A frequently recommended electrode placement for the clinical use of TENS is directly over the peripheral nerve that serves the painful area.¹³ Investigators who observed decreases in skin temperature during motor threshold TENS have raised the concern that TENS may decrease blood flow to a painful extremity by direct stimulation of sympathetic vasoconstrictor fibers.⁵ Our results suggest otherwise. Although we did not measure sympathetic outflow, we calculated vascular resistance, a variable that provides a more direct estimate of sympathetically mediated vasoconstriction than does skin temperature. Calf vascular resistance was not altered by burst-mode TENS applied at or slightly below motor threshold. Application of TENS at 25% above the motor threshold caused vasodilation, not vasoconstriction.

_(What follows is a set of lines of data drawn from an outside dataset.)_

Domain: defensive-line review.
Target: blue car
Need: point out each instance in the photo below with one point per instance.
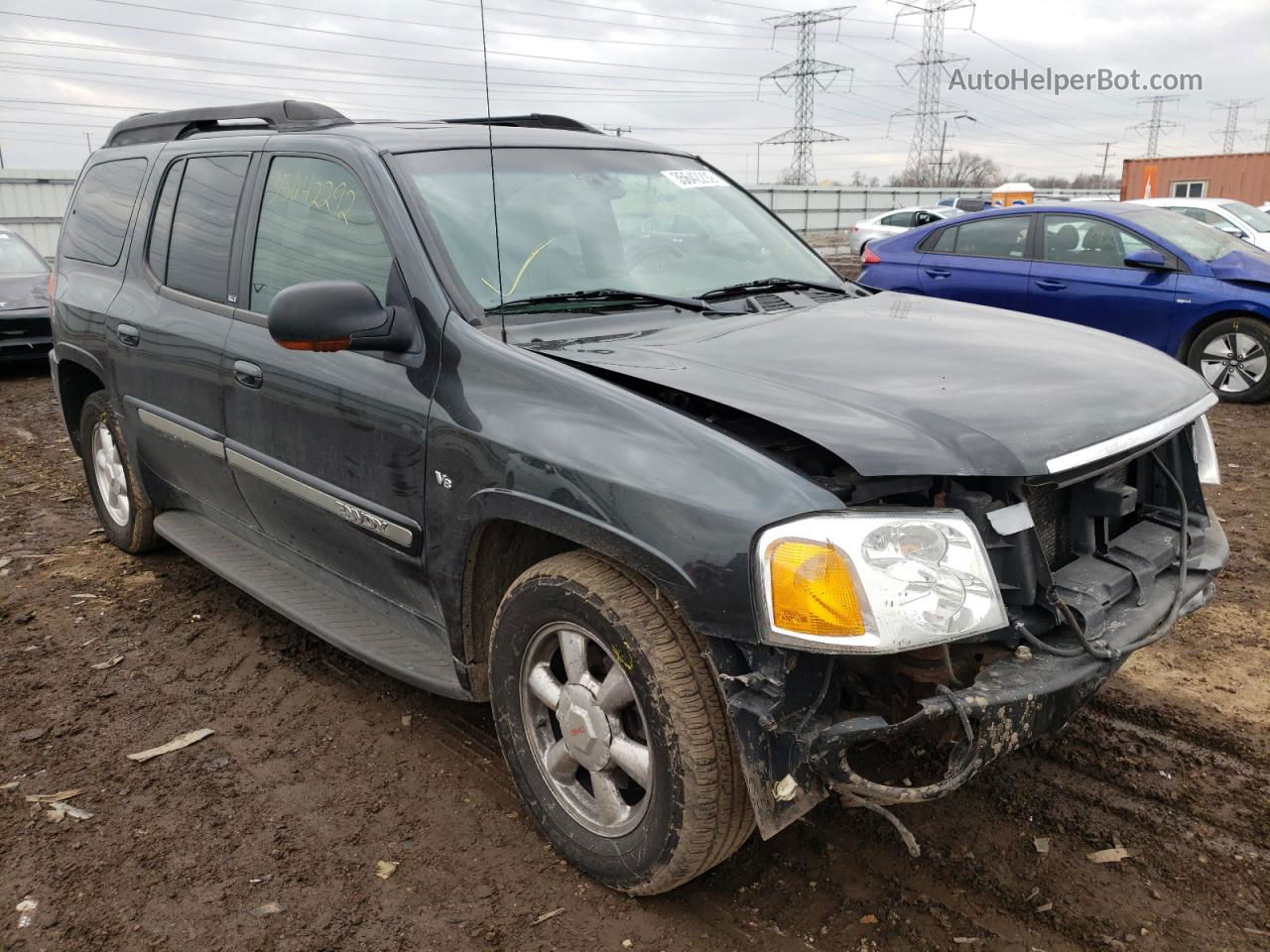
(1146, 273)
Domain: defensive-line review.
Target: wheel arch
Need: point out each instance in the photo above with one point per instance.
(1183, 350)
(76, 380)
(516, 532)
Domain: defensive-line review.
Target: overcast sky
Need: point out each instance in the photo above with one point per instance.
(683, 72)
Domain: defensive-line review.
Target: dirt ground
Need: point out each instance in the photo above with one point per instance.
(318, 767)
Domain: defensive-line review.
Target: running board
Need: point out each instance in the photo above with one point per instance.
(330, 616)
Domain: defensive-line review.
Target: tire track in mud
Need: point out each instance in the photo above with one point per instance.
(979, 875)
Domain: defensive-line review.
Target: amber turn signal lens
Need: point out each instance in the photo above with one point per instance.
(812, 590)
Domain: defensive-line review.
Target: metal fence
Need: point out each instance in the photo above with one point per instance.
(32, 203)
(829, 208)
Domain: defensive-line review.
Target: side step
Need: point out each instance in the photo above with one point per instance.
(421, 657)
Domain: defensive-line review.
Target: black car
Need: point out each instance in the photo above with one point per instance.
(715, 532)
(24, 330)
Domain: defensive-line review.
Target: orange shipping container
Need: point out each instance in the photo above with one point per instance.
(1239, 176)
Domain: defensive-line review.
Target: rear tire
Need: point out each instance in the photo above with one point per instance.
(1232, 356)
(643, 696)
(122, 506)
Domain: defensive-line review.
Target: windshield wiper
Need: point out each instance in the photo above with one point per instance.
(604, 296)
(771, 285)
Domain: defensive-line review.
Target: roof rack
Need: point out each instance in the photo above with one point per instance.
(282, 116)
(534, 121)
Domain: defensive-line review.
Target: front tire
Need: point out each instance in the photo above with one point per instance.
(1232, 356)
(122, 507)
(613, 726)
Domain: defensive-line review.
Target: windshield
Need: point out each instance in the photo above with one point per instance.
(575, 220)
(18, 258)
(1252, 217)
(1197, 239)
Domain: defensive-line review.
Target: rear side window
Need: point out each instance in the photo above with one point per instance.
(943, 241)
(317, 223)
(202, 225)
(98, 221)
(160, 232)
(989, 238)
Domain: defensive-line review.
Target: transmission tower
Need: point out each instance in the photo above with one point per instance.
(1232, 119)
(929, 67)
(1155, 123)
(803, 76)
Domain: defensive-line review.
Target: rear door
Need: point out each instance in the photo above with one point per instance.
(983, 262)
(1080, 276)
(168, 330)
(329, 448)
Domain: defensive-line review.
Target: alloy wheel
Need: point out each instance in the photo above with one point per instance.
(1233, 362)
(585, 729)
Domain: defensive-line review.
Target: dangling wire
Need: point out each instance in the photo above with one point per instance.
(493, 179)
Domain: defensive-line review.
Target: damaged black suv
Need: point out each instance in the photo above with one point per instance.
(572, 425)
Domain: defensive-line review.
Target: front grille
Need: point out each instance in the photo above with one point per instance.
(1052, 513)
(28, 325)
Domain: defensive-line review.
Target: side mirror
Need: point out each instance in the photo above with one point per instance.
(1146, 258)
(336, 315)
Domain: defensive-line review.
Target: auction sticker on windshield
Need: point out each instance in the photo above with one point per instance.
(694, 178)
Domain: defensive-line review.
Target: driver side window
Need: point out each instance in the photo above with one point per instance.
(317, 223)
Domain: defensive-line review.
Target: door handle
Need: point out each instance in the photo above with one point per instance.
(248, 375)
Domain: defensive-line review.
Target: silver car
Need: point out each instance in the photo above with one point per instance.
(896, 221)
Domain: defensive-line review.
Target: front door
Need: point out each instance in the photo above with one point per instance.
(1080, 276)
(327, 448)
(168, 330)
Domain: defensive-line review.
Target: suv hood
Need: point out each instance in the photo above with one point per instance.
(903, 385)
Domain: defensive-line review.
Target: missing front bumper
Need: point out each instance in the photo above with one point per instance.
(797, 753)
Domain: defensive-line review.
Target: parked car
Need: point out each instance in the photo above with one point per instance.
(1137, 271)
(24, 330)
(896, 222)
(1234, 218)
(697, 517)
(966, 204)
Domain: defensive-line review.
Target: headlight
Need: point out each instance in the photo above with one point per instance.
(876, 581)
(1206, 453)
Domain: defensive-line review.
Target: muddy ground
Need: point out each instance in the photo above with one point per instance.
(318, 767)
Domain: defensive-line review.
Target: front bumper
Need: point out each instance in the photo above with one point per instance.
(24, 333)
(795, 754)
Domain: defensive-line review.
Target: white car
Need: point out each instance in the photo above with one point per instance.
(896, 221)
(1236, 218)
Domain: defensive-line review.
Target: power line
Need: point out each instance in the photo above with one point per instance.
(806, 71)
(539, 14)
(929, 66)
(134, 51)
(400, 22)
(1232, 119)
(343, 53)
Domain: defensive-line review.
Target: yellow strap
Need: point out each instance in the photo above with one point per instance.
(520, 273)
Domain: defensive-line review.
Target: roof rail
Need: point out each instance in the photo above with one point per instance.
(282, 116)
(534, 121)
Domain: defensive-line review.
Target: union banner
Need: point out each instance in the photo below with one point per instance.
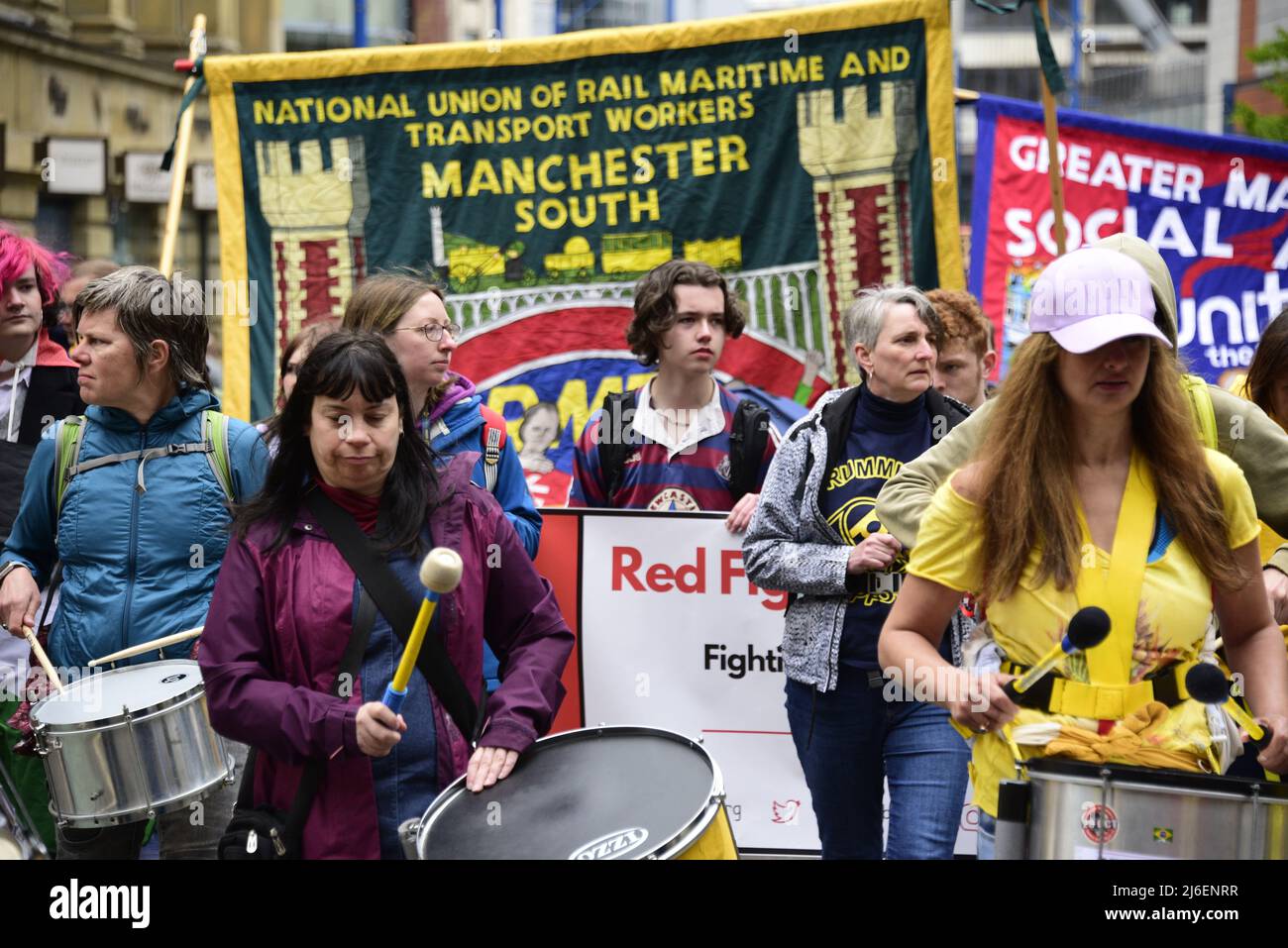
(803, 154)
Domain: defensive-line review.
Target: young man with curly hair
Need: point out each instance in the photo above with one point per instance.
(668, 446)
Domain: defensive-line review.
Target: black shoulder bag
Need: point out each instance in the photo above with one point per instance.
(399, 607)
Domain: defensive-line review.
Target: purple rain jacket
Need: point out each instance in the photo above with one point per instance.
(279, 622)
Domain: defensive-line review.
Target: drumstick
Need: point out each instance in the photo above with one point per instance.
(1207, 685)
(441, 572)
(147, 647)
(42, 657)
(1087, 627)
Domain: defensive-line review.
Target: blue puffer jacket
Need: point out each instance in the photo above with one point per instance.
(136, 566)
(455, 425)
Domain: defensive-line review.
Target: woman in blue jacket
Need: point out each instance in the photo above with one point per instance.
(412, 317)
(141, 520)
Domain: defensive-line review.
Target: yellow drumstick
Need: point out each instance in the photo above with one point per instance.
(441, 572)
(42, 657)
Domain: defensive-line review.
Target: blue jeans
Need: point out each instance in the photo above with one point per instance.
(986, 837)
(850, 742)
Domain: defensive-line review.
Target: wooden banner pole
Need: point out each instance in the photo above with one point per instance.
(179, 170)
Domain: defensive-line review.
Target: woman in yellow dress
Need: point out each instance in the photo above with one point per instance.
(1093, 489)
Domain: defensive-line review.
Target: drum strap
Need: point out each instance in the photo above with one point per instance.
(399, 607)
(1061, 695)
(316, 769)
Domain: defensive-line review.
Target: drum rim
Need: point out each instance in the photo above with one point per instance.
(137, 814)
(1125, 776)
(98, 724)
(694, 827)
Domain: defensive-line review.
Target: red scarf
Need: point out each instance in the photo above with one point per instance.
(50, 353)
(362, 509)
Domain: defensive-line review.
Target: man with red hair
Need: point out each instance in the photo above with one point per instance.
(38, 378)
(38, 386)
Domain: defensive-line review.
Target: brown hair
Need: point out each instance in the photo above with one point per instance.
(1269, 363)
(655, 305)
(1028, 494)
(149, 307)
(962, 318)
(309, 337)
(381, 300)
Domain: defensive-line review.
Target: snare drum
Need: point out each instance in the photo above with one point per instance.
(595, 793)
(130, 743)
(1115, 811)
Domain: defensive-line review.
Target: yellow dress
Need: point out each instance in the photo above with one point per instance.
(1171, 612)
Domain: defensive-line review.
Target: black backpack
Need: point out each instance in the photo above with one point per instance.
(747, 442)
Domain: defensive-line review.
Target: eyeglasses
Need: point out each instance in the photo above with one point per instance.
(433, 331)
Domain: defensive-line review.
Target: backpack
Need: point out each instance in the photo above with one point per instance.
(493, 437)
(71, 433)
(747, 440)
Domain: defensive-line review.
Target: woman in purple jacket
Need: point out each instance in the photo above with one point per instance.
(283, 605)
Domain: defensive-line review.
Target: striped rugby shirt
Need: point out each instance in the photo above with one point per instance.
(692, 474)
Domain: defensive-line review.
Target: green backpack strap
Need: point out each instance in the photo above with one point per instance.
(67, 440)
(214, 429)
(1201, 407)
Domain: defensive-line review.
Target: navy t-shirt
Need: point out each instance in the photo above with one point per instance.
(883, 438)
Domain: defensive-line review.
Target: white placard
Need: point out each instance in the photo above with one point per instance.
(673, 635)
(75, 166)
(145, 180)
(205, 196)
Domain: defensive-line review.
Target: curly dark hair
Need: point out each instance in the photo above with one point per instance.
(342, 363)
(655, 305)
(1269, 363)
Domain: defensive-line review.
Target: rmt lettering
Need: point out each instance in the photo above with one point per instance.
(630, 572)
(737, 665)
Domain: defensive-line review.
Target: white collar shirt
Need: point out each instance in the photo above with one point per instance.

Hemodynamic Responses to Burst-Mode TENS

Our findings of vasodilation in response to electrical stimulation that was 25% above motor threshold are consistent with previous reports that TENS increases local blood flow when the stimulation intensity is well above the motor threshold.^21,22 Because we did not observe systemic cardiovascular responses to any of the 3 stimulation intensity levels, we assume that the reductions in vascular resistance produced in the TENS trial that was 25% above motor threshold were caused mainly by local mechanisms. The "muscle pump,"^23,24 accumulation of local metabolic vasodilator substances,^25,26 and flow-induced vasodilation produced by local release of relaxing factors derived from the endothelium are potential mechanisms for the observed vasodilation.^27,28

Skin Temperature Responses to Burst-Mode TENS

Even though we provided at least 1 hour for acclimatization to the laboratory (24°±1°C) prior to data collection, we observed no effects of burst-mode TENS on skin temperature. Our findings differ from those of other investigators who reported decreases⁵ or increases⁶ in skin temperature after low-frequency TENS. Following 30 to 45 minutes of TENS applied at intensities high enough to elicit visible muscle contractions in patients with diabetic polyneuropathy or Raynaud phenomenon, Kaada⁶ reported a rise in skin temperature of 7° to 10°C. One of the author's proposed explanations for the observed increase in skin temperature was a neurohumoral mechanism, because the post-stimulation temperature rise persisted for periods of 4 to 8 hours.⁶ We think that this prolonged time course is incompatible with a pure neural event.

We designed our study to assess the feasibility of transcutaneous stimulation of sympathetic fibers; therefore, stimulation was applied for only 5 minutes. Our results did not demonstrate any immediate hemodynamic effect from application of burst-mode TENS at or below the motor threshold. Our findings are inconsistent with those of Wong and Jette,⁵ who reported that 25 minutes of motor threshold stimulation at high, low, and burst frequencies all caused a decrease in skin temperature of 2° to 3°C in humans who were healthy. These authors⁵ proposed that the observed decrease in skin temperature was due to direct activation of vasoconstrictor nerves in the stimulated arm. However, the time constant for activation of sympathetic fibers^18,29,30 and for vasoconstriction following direct stimulation of sympathetic nerves is known to be less than 10 seconds.³¹ Skin temperature was not continually monitored in the experiments of Wong and Jette⁵; therefore, the authors were unable to report on the time course for the effect on skin temperature.

Similar to Indergand and Morgan,⁹ we also observed a small, progressive decrease in skin temperature over the 2- to 3-hour data collection period. There are 2 reasons why it is unlikely that this change was caused by electrical stimulation of sympathetic vasoconstrictor fibers. First, we did not notice any short-lived increases or decreases in temperature that coincided with the onset or cessation of the stimulation. Any measurable decrease in skin temperature was not apparent until after the commencement of the second trial, at least 25 minutes after the start of data collection. This decrease persisted throughout all subsequent trials. Second, and more importantly, comparable decreases were observed in the stimulated leg and the contralateral, unstimulated, leg. If we were directly stimulating sympathetic vasoconstrictor nerves, we would expect to see an effect only in the stimulated leg.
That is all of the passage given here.